Project Tandem Harness: Completed!

Well, 100+ hrs of work, 52 buckles, 2 Palouse models, and over $200 in hardware alone, I am finally finished with this tandem harness!
Luckily, Squidly arrived just in time for the photo shoot!
Unfortunately, I didn't notice until I went to put the crupper on him that he has an attached tail! Normally, with attached tails, I would split the crupper and then "sticky wax" it to the sides of the tail at the base to give the illusion that it went underneath. But, for this order, the horse it really will go on does not have an attached tail - so just ignore that the crupper is sitting on top of the tail in all of these photos!!
Here they are together - this is a tandem harness, where one horse is front of the other, as opposed to side by side in a pairs hitch.
Here is the leader bridle.

This order is meant for a specific time period, so the bridle has an overcheck, or more commonly called a bearing rein. When used correctly, they are not a cruel device as depicted in Black Beauty. Today, they are set up just a little differently.
The wheeler bridle needs "Roger rings" on the sides of his bridle so the reins from the leader can pass through. I'm also super happy about the way these face drops turned out.
This is how it looked in a previous harness I made. You can see that it is more rounded, flat, and has no stitch markings! A massive improvement if I do say so myself!

Overall, this harness is much more detailed and really forced me to research what I was creating so it would be as accurate as possible. Each harness I make has had major improvements. Although this harness took me MUCH longer than I was anticipating, I'm really happy with the way it turned out, and I hope my customer will as well! You can see the full album here: Blue Diamond Tack - 2010 Orders Posted by Picasa

Thursday, May 13, 2010

Dying leather = gigantic mess!

I try to put off dying leather as much as I can. It is so messy. The bottles do not seal very tight, but they need to be shaken extremely well, otherwise the pigments in the bottle are not even and you can get different results each time! This is the problem I have been struggling with over the last few dye batches. Certain mixes will turn out too dark, or too uneven than the last time I did it. Dying leather is a complicated business and it is so time consuming to prep all the leather pieces for dying. So you can see the frustration when things don't turn out how they are supposed to! There are so many factors that go into what the color will turn out to be. A few, but not limited to are:
  • natural hide color: this can darken naturally if left out in the sun or even out on the kitchen table for a few days!
  • solvent in the dye: if you leave the cap off for awhile, the solvent in the dye will evaporate and affect how dilute (or concentrated) the solution is.
  • the amount of dye that goes onto the leather piece
  • how well-mixed the dye is
  • humidity: affects how fast the solvent evaporates after being applied to the leather, aka how fast it dries
Too light of a brown shows blemishes on the leather, but too dark of dye looks black and does not have nice, rich brown tones. To combat these problems I have been having, I decided to get more "scientific" about this process, I am a chemist after all!
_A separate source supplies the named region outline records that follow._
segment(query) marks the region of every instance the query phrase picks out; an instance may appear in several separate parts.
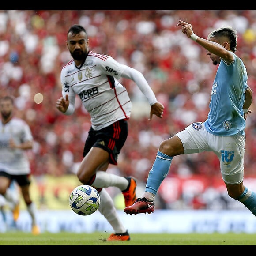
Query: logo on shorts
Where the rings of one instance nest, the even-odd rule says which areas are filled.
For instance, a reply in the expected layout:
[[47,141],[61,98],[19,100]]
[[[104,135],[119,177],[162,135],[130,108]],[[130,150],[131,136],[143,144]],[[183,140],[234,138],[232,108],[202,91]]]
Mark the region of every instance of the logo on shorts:
[[227,151],[226,150],[221,150],[221,161],[222,162],[231,162],[234,158],[235,155],[234,151]]
[[231,128],[232,125],[231,123],[229,121],[225,121],[223,123],[223,128],[225,130],[229,130]]
[[192,127],[196,131],[200,131],[202,129],[202,124],[200,123],[194,123],[192,124]]

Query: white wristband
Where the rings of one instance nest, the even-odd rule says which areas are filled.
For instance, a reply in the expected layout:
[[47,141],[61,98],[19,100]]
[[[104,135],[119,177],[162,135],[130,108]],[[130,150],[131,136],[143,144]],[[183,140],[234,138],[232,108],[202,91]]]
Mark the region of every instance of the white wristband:
[[198,37],[198,37],[196,34],[192,33],[190,36],[190,39],[192,39],[193,41],[196,41]]

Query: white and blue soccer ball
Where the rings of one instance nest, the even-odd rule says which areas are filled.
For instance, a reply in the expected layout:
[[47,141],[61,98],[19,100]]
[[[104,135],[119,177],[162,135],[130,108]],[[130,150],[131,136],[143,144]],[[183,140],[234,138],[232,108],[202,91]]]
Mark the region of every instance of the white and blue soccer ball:
[[71,209],[83,216],[90,215],[99,207],[101,199],[97,190],[88,185],[80,185],[72,191],[69,197]]

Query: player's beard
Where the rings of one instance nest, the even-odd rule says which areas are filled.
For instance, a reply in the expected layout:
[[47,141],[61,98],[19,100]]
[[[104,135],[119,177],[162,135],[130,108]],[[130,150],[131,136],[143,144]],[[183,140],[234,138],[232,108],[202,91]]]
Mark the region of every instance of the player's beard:
[[1,115],[2,116],[2,118],[3,118],[3,120],[7,120],[11,115],[11,112],[10,111],[10,112],[1,112]]
[[80,50],[77,50],[73,52],[73,53],[70,53],[70,54],[73,58],[75,60],[83,60],[86,56],[86,53]]

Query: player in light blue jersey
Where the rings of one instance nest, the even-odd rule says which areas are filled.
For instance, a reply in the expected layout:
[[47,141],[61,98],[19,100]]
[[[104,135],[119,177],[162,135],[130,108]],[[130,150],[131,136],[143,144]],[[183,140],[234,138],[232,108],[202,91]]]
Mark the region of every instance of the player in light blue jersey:
[[177,26],[188,38],[207,50],[214,65],[219,64],[211,93],[206,121],[194,123],[162,141],[150,171],[145,191],[124,212],[132,215],[154,212],[155,196],[176,155],[213,152],[218,157],[228,195],[256,216],[256,194],[245,187],[244,156],[245,120],[252,101],[244,63],[234,53],[236,31],[230,27],[215,30],[207,39],[194,34],[191,24],[179,20]]

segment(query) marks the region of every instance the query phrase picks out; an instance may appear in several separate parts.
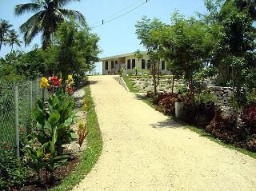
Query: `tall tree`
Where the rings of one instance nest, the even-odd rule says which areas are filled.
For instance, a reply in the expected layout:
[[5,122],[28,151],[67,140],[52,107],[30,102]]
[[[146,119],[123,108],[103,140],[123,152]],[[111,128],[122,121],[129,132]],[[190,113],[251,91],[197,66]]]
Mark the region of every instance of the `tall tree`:
[[35,13],[20,26],[24,34],[25,44],[29,44],[38,33],[42,33],[42,48],[46,49],[51,42],[52,34],[66,18],[71,17],[83,23],[85,18],[80,12],[63,8],[69,2],[79,1],[33,0],[30,3],[17,5],[14,9],[16,15],[22,15],[26,12]]
[[[158,36],[158,30],[164,26],[164,24],[157,18],[150,19],[144,16],[142,19],[137,22],[136,34],[138,39],[141,41],[147,50],[150,63],[152,65],[152,75],[154,84],[154,94],[157,94],[157,87],[159,84],[159,66],[160,66],[160,38]],[[157,74],[158,74],[157,82]]]
[[14,45],[16,44],[18,46],[21,46],[22,42],[18,39],[18,34],[17,34],[17,31],[14,30],[10,30],[5,43],[9,44],[10,46],[11,46],[10,52],[13,51]]
[[5,38],[8,34],[10,27],[12,27],[12,25],[9,24],[8,21],[3,19],[0,20],[0,50],[2,42],[5,41]]
[[174,70],[182,71],[189,84],[190,101],[194,103],[194,78],[207,57],[205,46],[207,28],[193,18],[185,19],[178,12],[174,14],[171,20],[172,25],[166,26],[160,34],[162,56],[171,62]]
[[250,10],[241,10],[234,1],[222,9],[222,20],[219,40],[214,51],[222,54],[229,66],[228,79],[232,82],[234,102],[245,106],[246,92],[255,87],[255,33]]

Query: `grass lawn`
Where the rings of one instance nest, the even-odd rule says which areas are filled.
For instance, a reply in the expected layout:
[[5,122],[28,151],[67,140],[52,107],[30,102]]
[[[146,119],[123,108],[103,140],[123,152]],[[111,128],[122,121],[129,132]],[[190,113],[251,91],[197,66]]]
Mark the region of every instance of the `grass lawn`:
[[102,150],[102,134],[98,123],[93,99],[90,95],[89,82],[85,87],[84,101],[89,103],[86,114],[86,127],[88,134],[86,137],[86,149],[81,154],[79,165],[62,183],[53,188],[53,191],[71,190],[86,175],[97,162]]
[[122,78],[123,78],[124,82],[126,82],[126,84],[127,86],[127,88],[129,89],[129,90],[130,92],[138,93],[138,91],[135,90],[135,88],[134,87],[133,84],[129,80],[129,77],[126,76],[126,77],[123,77]]

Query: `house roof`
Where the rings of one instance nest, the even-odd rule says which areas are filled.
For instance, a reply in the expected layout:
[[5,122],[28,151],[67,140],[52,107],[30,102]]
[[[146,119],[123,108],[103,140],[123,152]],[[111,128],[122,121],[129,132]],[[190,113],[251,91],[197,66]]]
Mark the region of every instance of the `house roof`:
[[[122,58],[122,57],[133,56],[133,55],[134,55],[134,54],[135,53],[133,52],[133,53],[127,53],[127,54],[123,54],[114,55],[114,56],[111,56],[111,57],[105,57],[105,58],[102,58],[100,59],[100,61],[110,60],[110,59]],[[141,51],[141,54],[146,54],[147,51]]]

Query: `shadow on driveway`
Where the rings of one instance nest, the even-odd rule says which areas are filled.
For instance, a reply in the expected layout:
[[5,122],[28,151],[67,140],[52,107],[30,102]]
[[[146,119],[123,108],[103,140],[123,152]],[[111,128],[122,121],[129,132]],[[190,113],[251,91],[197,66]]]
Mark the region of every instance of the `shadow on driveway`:
[[162,121],[158,121],[154,124],[150,124],[150,125],[153,128],[156,129],[166,129],[166,128],[173,128],[173,129],[177,129],[177,128],[182,128],[182,129],[186,129],[183,125],[181,124],[175,122],[173,119],[166,119]]

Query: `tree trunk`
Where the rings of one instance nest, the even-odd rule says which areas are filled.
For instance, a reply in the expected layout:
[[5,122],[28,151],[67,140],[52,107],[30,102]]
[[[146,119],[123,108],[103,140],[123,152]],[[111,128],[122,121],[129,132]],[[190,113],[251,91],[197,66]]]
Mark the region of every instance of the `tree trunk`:
[[156,64],[153,63],[153,84],[154,84],[154,94],[156,96],[157,91],[157,82],[156,82]]
[[14,49],[14,44],[11,44],[10,52],[12,52],[12,51],[13,51],[13,49]]
[[174,75],[173,74],[173,82],[171,85],[171,94],[174,94]]

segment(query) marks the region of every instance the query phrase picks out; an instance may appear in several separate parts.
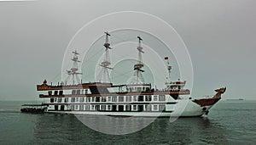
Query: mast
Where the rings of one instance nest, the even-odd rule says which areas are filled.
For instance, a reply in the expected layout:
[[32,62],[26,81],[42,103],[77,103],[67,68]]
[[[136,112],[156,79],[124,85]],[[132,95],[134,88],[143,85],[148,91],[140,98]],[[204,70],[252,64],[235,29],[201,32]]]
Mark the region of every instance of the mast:
[[109,58],[109,49],[111,49],[110,43],[109,43],[110,34],[108,31],[106,31],[105,34],[106,34],[106,38],[105,38],[105,43],[103,44],[103,46],[105,47],[105,56],[103,61],[99,64],[100,66],[102,67],[100,74],[101,75],[100,81],[110,82],[108,70],[113,70],[113,68],[108,67],[111,64],[110,58]]
[[72,75],[73,84],[74,85],[75,84],[75,79],[76,79],[78,84],[80,82],[80,78],[79,77],[79,75],[82,75],[82,73],[78,72],[78,71],[79,71],[79,63],[80,63],[81,61],[79,61],[79,59],[78,55],[79,55],[79,53],[77,51],[74,51],[74,52],[72,52],[72,53],[73,53],[73,57],[71,59],[73,62],[73,67],[70,69],[70,70],[67,70],[67,73],[68,75],[67,79],[69,79],[69,77]]
[[138,50],[138,58],[137,64],[134,64],[134,80],[131,81],[133,84],[141,84],[144,82],[144,78],[143,76],[143,72],[144,72],[144,70],[142,70],[142,68],[144,66],[143,63],[143,53],[144,53],[142,46],[143,39],[140,36],[137,36],[137,38],[138,47],[137,49]]
[[169,58],[166,57],[165,59],[166,60],[167,70],[168,70],[168,79],[167,79],[167,81],[168,81],[168,83],[170,83],[171,82],[171,70],[172,70],[172,66],[171,66],[170,62],[169,62]]

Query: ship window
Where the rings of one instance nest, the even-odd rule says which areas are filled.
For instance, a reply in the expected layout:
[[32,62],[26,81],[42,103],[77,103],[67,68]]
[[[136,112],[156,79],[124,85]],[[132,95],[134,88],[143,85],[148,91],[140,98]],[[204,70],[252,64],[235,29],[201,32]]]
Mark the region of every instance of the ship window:
[[80,98],[80,103],[84,103],[84,98]]
[[112,111],[116,111],[116,105],[112,105]]
[[90,105],[85,105],[85,110],[90,110]]
[[119,97],[119,102],[124,102],[124,97],[123,96]]
[[100,109],[100,105],[95,105],[95,109],[97,110],[97,111],[101,110]]
[[65,98],[65,103],[68,103],[68,98]]
[[143,111],[143,105],[137,105],[137,111],[139,112]]
[[74,110],[74,105],[70,105],[70,109]]
[[151,111],[151,105],[146,105],[145,109],[146,111]]
[[101,98],[100,97],[96,97],[96,102],[100,102]]
[[58,103],[61,103],[61,98],[58,98]]
[[150,95],[146,96],[146,101],[151,101],[151,96]]
[[131,96],[126,96],[126,102],[131,102]]
[[159,105],[159,110],[160,111],[165,111],[166,110],[166,105]]
[[111,102],[111,96],[108,97],[108,102]]
[[79,110],[83,111],[84,110],[84,105],[79,105]]
[[72,94],[73,95],[76,94],[76,90],[72,90]]
[[52,91],[48,92],[48,95],[50,96],[52,94]]
[[137,105],[132,105],[132,110],[137,111]]
[[102,105],[102,110],[103,110],[103,111],[106,110],[106,105]]
[[116,102],[117,101],[117,97],[116,96],[113,96],[112,97],[112,102]]
[[124,105],[119,105],[119,111],[123,112],[124,111]]
[[166,95],[159,95],[159,101],[166,101]]
[[102,97],[102,102],[107,102],[106,97]]
[[154,111],[158,111],[157,105],[153,105],[153,109],[154,109]]
[[90,110],[95,110],[95,106],[91,105]]
[[137,102],[137,96],[133,96],[133,101],[134,102]]
[[139,102],[143,102],[143,101],[144,101],[144,96],[138,96],[138,99],[137,99],[137,101],[139,101]]
[[78,95],[80,94],[80,90],[77,90],[77,94],[78,94]]
[[111,105],[108,105],[108,110],[111,110]]
[[154,101],[157,101],[157,96],[156,95],[154,96]]
[[125,110],[126,111],[131,111],[131,105],[126,105]]

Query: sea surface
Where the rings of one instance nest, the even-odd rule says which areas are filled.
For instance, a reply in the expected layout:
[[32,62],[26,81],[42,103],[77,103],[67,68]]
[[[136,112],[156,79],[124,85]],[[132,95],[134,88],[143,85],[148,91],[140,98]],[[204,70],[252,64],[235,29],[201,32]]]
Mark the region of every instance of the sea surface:
[[[20,112],[29,102],[0,101],[0,144],[256,144],[256,101],[221,101],[208,116],[158,118],[127,135],[96,131],[72,114]],[[115,126],[113,126],[115,127]]]

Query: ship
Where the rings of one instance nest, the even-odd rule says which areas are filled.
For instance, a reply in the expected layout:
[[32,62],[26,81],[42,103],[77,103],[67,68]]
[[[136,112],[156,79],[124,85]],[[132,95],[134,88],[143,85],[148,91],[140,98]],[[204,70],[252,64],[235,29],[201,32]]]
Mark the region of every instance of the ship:
[[[151,83],[146,83],[143,77],[143,38],[137,36],[137,60],[133,66],[133,79],[127,84],[115,85],[109,81],[110,42],[108,32],[105,32],[103,42],[104,59],[99,64],[102,69],[101,81],[75,83],[75,78],[83,75],[78,64],[79,53],[73,51],[73,67],[67,74],[73,78],[73,83],[58,83],[54,86],[44,80],[37,85],[39,98],[44,99],[44,113],[73,114],[84,115],[137,116],[137,117],[198,117],[207,115],[210,109],[221,99],[226,87],[216,89],[216,94],[210,98],[193,99],[190,91],[185,88],[185,81],[164,83],[166,87],[157,89]],[[168,57],[166,71],[171,75],[172,66]]]

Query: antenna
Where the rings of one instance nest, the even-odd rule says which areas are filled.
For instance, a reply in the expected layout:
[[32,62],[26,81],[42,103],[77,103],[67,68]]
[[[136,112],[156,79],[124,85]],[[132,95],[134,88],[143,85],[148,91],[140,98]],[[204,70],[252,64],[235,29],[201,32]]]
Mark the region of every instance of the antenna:
[[131,81],[131,83],[133,84],[141,84],[143,82],[144,82],[144,78],[143,76],[142,72],[144,72],[144,70],[142,70],[142,68],[144,66],[143,63],[143,53],[144,53],[144,52],[143,51],[143,39],[140,36],[137,36],[138,38],[138,47],[137,47],[137,49],[138,50],[138,58],[137,58],[137,64],[134,64],[134,80]]
[[[67,70],[67,73],[68,75],[67,78],[66,80],[69,80],[70,76],[72,75],[72,81],[73,84],[75,84],[75,79],[77,80],[77,83],[79,83],[79,75],[82,75],[82,73],[78,72],[79,71],[79,63],[81,62],[79,59],[79,53],[77,51],[72,52],[73,53],[73,59],[71,60],[73,62],[73,66],[70,69],[70,70]],[[67,81],[66,81],[67,82]]]
[[169,58],[168,57],[166,57],[165,60],[166,60],[166,64],[167,64],[168,81],[171,82],[171,70],[172,70],[172,66],[170,65],[170,62],[169,62]]
[[105,47],[105,56],[103,61],[99,64],[100,66],[102,67],[102,70],[101,71],[101,78],[99,81],[102,81],[102,82],[110,82],[110,78],[109,78],[109,73],[108,70],[113,70],[111,67],[108,67],[111,63],[110,63],[110,57],[109,57],[109,49],[112,49],[110,47],[110,43],[109,43],[109,36],[110,34],[108,31],[105,31],[106,34],[106,38],[105,38],[105,43],[103,46]]

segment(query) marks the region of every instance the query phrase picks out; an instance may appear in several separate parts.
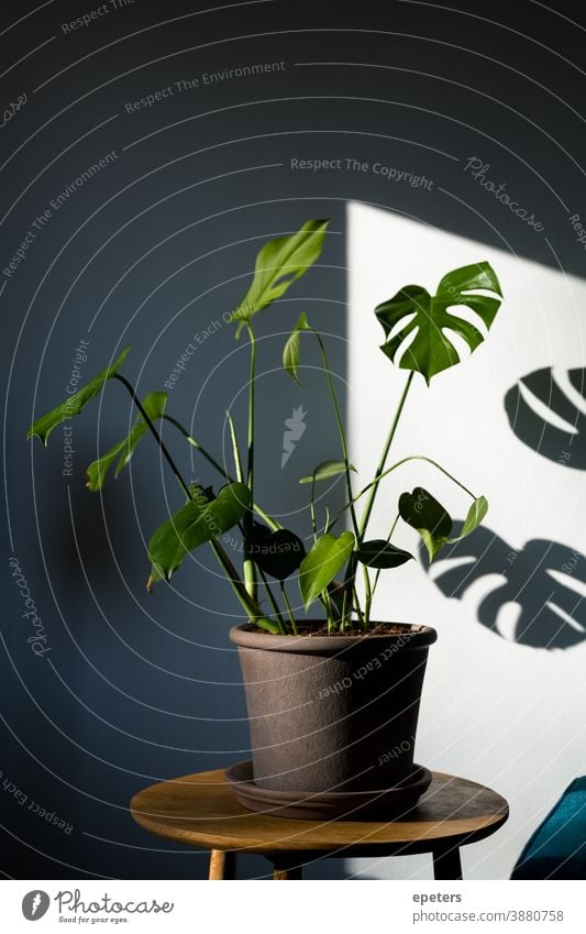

OH not to mention that when the dye gets on your hands, it will be there for the next few days- and I mainly work with browns and blacks...hmm. Anyways, I got some syringes and gloves to use for this next time and tried mixing some "formulas". I did three new mixes, wrote all the amounts down and tested it on some leather scraps. I liked how two of them turned out, but tweaked them just a bit. So tonight I have dyed some real leather pieces and we'll see how they turn out compared to my "test" pieces. It takes a good 5+ hours for the pieces to dry completely, then they need to be conditioned and sealed before the true color really shows. All in all, starting from a natural hide to the dyed and finished pieces is about a 3 day process! Whew! well keep all fingers crossed that this batch will work out, otherwise it will be another week before I get a new batch finished.